Dean Robert F. Bruner then shares some lessons from the last year, his version of Reflection or Hansei:
Leadership. Going lean is not an exercise to be relegated to the time-and-motion experts. Leadership is indispensable. The leader (at the top, middle, or at the front line of the organization) has to set the tone of lean thinking–it can’t just be about cost cutting; it must be about transforming the organization for high performance; it can’t just be thinking about doing with less money, it must be about working differently. If all you want to do is cut costs, then you don’t need a leader; you need a technician. This is the central difference between the lean thinkers and the cost-cutters.
Harness the network. As the saying goes, there is more knowledge in the network (such as your community or the Internet) than in the heads of the few people immediately around you. The best ideas come from people distant from the CEO (such as the front line). Therefore the leader must learn to listen well. Going lean isn’t simply a matter of a top-down directive. This means that the senior leader has to engage in outreach and facilitation with a cross-section of people.
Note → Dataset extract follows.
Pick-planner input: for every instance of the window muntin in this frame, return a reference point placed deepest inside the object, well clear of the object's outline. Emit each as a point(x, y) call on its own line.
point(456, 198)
As we teach at Darden, the term, “leader,” isn’t reserved for the supremo at the top of the organization—leaders can be found throughout organizations. You must lead from where you are, wherever you are. From there you must work the network.
Patience and persistence. Lean thinking entails a culture change within an organization, and culture change takes time. Tangible progress may not be immediately visible. The best lean operators are relentless in their pursuit of muda—and over time they show dramatic advantages in quality and cost over their competitors.
Wonderful. Just wonderful to see the application of Lean Thinking, to hear and see the excitement, and the results – awe inspiring.